Durante el cambio de estación, la piel experimenta cambios que responden a las nuevas condiciones climáticas:

  • Menor humedad ambiental: el aire frío y seco favorece la pérdida de agua transepidérmica.
  • Exposición a calefacciones: los ambientes cerrados pueden resecar aún más la piel.
  • Variaciones de temperatura: pasar del frío exterior al calor interior provoca estrés cutáneo.
  • Menor exposición solar: con menos radiación UV, la producción de vitamina D disminuye, lo que también puede afectar la función barrera.

Estos factores hacen que, durante el cambio de estación, la piel necesite más hidratación, nutrición y protección para evitar la sequedad y mantener su elasticidad.
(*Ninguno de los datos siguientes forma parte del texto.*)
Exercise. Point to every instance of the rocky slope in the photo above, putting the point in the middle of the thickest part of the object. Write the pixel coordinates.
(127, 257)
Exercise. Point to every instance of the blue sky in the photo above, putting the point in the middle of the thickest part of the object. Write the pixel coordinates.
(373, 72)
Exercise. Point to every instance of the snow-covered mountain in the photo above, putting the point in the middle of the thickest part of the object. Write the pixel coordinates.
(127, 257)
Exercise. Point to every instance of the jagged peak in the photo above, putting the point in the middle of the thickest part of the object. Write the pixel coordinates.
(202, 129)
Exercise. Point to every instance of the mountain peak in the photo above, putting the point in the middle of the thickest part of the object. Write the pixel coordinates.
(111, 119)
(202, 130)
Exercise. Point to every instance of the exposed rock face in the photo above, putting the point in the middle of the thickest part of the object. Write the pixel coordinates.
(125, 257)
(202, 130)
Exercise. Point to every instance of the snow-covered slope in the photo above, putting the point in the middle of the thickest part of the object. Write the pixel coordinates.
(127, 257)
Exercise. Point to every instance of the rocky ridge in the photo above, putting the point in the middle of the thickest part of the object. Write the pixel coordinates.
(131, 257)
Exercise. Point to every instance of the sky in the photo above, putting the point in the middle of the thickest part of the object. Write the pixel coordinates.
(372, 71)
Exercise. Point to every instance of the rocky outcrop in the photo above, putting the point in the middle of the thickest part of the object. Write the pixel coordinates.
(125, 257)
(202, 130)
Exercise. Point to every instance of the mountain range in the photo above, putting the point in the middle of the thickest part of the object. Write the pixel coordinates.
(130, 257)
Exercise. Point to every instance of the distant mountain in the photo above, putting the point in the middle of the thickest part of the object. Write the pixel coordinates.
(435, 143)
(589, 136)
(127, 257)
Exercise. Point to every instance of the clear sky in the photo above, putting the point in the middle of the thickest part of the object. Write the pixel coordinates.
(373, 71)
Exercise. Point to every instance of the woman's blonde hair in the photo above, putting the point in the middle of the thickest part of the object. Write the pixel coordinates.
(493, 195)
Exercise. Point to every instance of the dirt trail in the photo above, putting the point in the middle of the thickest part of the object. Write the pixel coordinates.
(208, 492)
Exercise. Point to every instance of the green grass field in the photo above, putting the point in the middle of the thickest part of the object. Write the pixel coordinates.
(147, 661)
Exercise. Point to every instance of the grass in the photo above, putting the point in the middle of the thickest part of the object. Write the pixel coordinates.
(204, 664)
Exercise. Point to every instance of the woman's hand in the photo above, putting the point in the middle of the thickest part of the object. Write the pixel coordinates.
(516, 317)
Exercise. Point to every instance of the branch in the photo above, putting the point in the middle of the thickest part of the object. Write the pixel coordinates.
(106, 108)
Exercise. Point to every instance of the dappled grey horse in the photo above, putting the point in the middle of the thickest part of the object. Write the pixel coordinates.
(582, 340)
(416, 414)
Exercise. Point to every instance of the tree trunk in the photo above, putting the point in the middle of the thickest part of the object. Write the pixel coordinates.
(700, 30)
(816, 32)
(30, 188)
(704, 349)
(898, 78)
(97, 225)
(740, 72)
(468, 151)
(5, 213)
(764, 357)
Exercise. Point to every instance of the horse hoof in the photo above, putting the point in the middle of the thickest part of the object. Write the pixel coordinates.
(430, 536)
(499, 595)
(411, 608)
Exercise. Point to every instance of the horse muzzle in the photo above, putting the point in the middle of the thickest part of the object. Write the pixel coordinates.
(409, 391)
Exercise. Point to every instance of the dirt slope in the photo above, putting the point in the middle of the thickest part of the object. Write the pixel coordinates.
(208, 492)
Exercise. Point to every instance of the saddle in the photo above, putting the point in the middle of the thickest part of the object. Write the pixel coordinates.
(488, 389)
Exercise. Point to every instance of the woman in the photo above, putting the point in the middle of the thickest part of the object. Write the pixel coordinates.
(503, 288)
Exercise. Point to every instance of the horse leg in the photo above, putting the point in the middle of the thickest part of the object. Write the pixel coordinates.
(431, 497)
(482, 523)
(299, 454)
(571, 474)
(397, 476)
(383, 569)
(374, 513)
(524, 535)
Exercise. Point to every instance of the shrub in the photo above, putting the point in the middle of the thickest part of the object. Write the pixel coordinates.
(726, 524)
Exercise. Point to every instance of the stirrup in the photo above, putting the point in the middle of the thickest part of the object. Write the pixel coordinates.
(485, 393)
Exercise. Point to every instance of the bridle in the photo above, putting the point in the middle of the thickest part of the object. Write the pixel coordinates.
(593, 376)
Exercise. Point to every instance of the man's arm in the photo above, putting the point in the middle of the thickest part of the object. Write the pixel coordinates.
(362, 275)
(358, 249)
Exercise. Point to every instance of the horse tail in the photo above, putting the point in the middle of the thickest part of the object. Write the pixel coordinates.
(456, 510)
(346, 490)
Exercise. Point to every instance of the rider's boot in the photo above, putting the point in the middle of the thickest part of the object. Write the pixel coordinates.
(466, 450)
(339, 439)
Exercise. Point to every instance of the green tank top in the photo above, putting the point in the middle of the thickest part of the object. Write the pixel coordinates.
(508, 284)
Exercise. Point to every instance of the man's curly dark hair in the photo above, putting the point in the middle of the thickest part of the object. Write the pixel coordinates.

Claves para tu rutina Pardo en el cambio de estación

La rutina Pardo está diseñada para ofrecer soluciones concretas a las necesidades de la piel en cada momento del año. En el cambio de estación, se recomienda reforzar la hidratación, proteger la barrera cutánea y favorecer la recuperación de posibles daños acumulados durante el verano.

  1. Limpieza suave y respetuosa

Comienza con un limpiador que no altere el pH de la piel ni elimine su manto lipídico natural. Esto ayuda a mantener el equilibrio y evita que la piel se reseque más.

El Jabón para Pieles Sensibles Pardo Care es tu aliado perfecto en este paso de la rutina, ya que está formulado para limpiar tu piel con suavidad y respeto.

  1. Sérums para tratar necesidades específicas

El sérum es el paso estrella para potenciar la efectividad de tu rutina. Durante el cambio de estación, Pardo ofrece opciones que cubren las necesidades más comunes:

  1. Cremas nutritivas para sellar la hidratación

La crema es imprescindible en la rutina Pardo para el cambio de estación. Sus fórmulas están pensadas para mantener la piel confortable durante todo el día:

  • Crema facial Pardo Royal Gold: con proteína de soja hidrolizada, manteca de karité, ácido hialurónico, extractos de nuez, regaliz, edelweiss, oro y caviar. Un potente cóctel con propiedades hidratantes, antioxidantes que ayuda a atenuar los signos del envejecimiento.
  • Crema Corporal Regeneradora Pardo Care: con manteca de karité, aloe vera y caléndula para hidratar, calmar y favorecer la recuperación de todo tipo de pieles.
  • Crema de Manos Reparadora: perfecta para proteger la piel de las manos del frío y la sequedad.
  • Bálsamo Labial Reparador: hidrata y protege los labios frente a las bajas temperaturas.
  1. Protección diaria

Incluso en otoño, es fundamental mantener la protección solar en la rutina diaria, ya que la radiación UV sigue estando presente. Combinar tu crema habitual con un protector solar ligero te ayudará a prevenir el fotoenvejecimiento.

Cómo favorecer la recuperación de la piel en el cambio de estación

La recuperación es uno de los objetivos principales en esta etapa. Después del verano, la piel puede arrastrar daños acumulados por el sol, la sal del mar o el cloro de las piscinas.

Para acelerar la recuperación, es importante:

  • Usar sérums con activos hidratantes y calmantes.
  • Aplicar cremas nutritivas que reparen la barrera cutánea.
  • Evitar exfoliaciones agresivas en los primeros días de frío.
  • Mantener una correcta hidratación interna bebiendo suficiente agua.

El cambio de estación es el momento perfecto para revisar y ajustar tu rutina de cuidado. Con la rutina Pardo, que combina sérums y cremas de alta calidad, podrás proteger tu piel, mantenerla hidratada y favorecer su recuperación frente a las agresiones del frío y la sequedad.

Invertir en una rutina adaptada al cambio de estación no solo mejora el aspecto inmediato de la piel, sino que también previene problemas futuros y mantiene su salud a largo plazo.